A hardy grain that has adapted well to Montana’s cool climate, high altitudes, and scant rainfall. In Montana, all barley is planted in the spring, stalks produce only a few leaves before forming a spike, or head. The heads develop seeds, there are usually six rows of seeds (although some varieties of barley only have two rows). Once the seeds are fully mature, the plant dies, and starts to dry out, the fields will be light gold before they are harvested. Barley fields are usually a much lighter gold than wheat fields. Barley does well both under irrigation and as a dryland crop.

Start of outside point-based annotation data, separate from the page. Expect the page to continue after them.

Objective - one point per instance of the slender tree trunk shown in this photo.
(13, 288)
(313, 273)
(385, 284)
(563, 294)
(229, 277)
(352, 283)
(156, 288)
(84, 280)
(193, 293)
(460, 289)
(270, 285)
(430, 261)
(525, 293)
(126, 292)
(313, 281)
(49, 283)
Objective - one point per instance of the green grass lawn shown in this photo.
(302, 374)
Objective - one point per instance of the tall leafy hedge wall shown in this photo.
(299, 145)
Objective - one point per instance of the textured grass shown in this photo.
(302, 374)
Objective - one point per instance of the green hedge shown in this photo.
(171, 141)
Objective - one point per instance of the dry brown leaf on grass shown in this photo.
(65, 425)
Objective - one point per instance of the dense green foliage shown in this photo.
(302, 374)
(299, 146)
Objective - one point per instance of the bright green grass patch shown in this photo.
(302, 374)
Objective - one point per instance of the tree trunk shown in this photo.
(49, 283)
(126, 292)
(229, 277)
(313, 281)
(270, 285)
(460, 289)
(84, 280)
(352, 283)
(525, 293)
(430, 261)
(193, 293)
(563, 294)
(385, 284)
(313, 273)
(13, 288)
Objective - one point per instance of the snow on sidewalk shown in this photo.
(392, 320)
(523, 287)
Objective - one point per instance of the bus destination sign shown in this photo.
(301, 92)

Almost all of Montana’s barley is used either for livestock feed or turned into malt for beer. Some is used for human consumption in cereals and bread. Barley can also be harvested while still green for hay, or left in the field for livestock pasture. To make barley malt for beer, cereals, and malted milkshakes, producers store the grain in water until roots start to sprout. The seeds are then dried and crushed. The crushed seeds are added to warm water, which pulls out the sugars. The water is boiled to make malt syrup, and the left-over crushed seeds make excellent livestock feed.

Central Montana Barley

Scientific Name

Hordeum vulgare

Growing Season

Planted late April, early May. Harvested August.

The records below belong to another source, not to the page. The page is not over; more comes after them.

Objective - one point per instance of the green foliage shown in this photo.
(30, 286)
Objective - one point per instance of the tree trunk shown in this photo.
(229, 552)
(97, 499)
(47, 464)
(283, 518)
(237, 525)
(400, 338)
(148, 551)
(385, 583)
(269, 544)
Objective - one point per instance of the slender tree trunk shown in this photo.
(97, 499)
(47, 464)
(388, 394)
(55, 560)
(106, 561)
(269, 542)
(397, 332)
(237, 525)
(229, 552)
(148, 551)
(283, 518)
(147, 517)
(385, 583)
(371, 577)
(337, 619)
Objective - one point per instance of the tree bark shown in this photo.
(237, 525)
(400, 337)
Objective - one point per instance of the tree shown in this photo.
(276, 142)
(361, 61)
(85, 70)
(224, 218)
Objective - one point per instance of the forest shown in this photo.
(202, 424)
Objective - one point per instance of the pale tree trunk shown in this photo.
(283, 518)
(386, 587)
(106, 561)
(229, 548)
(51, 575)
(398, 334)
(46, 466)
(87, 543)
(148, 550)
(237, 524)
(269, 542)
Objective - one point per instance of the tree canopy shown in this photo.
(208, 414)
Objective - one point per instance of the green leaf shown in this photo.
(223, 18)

4.458 million bushels in Cascade, Chouteau, and Judith Basin Counties. 44.820 million bushels in all of Montana.

Did You Know?

  • Montana produces over 20% of all the barley grown in the U.S.
  • Montana is the 3rd largest producer of barley in the U.S.
  • Fairfield, Montana, in Teton County, calls itself the “Malting Barley Capital of the World.”
  • A bushel of barley equals 48 pounds.
  • An inch used to be defined as equaling 3 barley kernels.